Perserikatan Bangsa-Bangsa (PBB) berikut piagamnya memanglah tidak sempurna dan harus diakui masih mengandung masalah hingga saat ini. Namun demikian piagam PBB itu dimaksudkan sejak awal sebagai upaya untuk mengakhiri perang yang amat merusak dan praktik-praktik biadab yang mencirikan hubungan internasional sepanjang sejarah manusia.

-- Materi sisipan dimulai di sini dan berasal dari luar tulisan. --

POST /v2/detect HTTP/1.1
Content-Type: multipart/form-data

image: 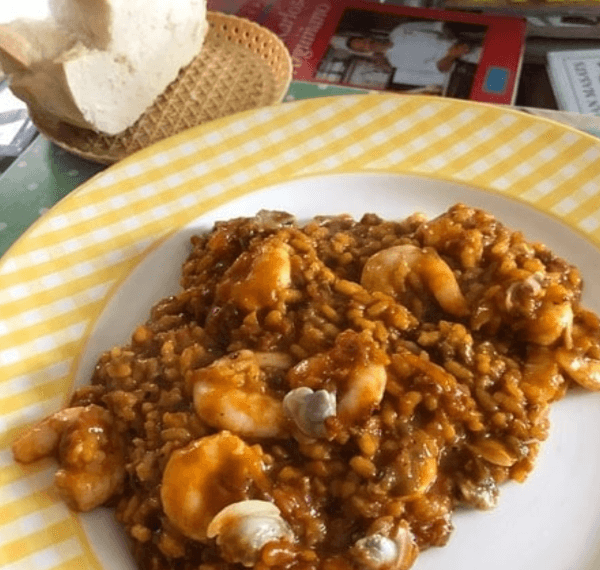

Karena itu, Piagam PBB dan PBB itu sendiri bisa menjadi dasar yang paling kokoh dan yang tersedia untuk mengembangkan fikih baru guna menegakkan masa depan peradaban manusia yang damai, harmonis, dan adil.
Daripada bercita-cita dan berusaha untuk menyatupadukan seluruh umat Islam dalam negara tunggal sedunia, yaitu negara khilâfah, kami memilih jalan lain, mengajak umat Islam untuk menempuh visi baru, mengembangkan wacana baru tentang fiqih, yaitu fikih yang akan dapat mencegah eksploitasi atas identitas, menangkal penyebaran kebencian antargolongan, mendukung solidaritas, dan saling menghargai perbedaan di antara manusia, budaya, dan bangsa-bangsa di dunia, serta mendukung lahirnya tatanan dunia yang sungguh-sungguh adil dan harmonis, tatanan yang didasarkan pada penghargaan atas hak-hak yang setara serta martabat setiap umat manusia. Visi yang seperti inilah yang justru akan mampu mewujudkan tujuan-tujuan pokok syariat.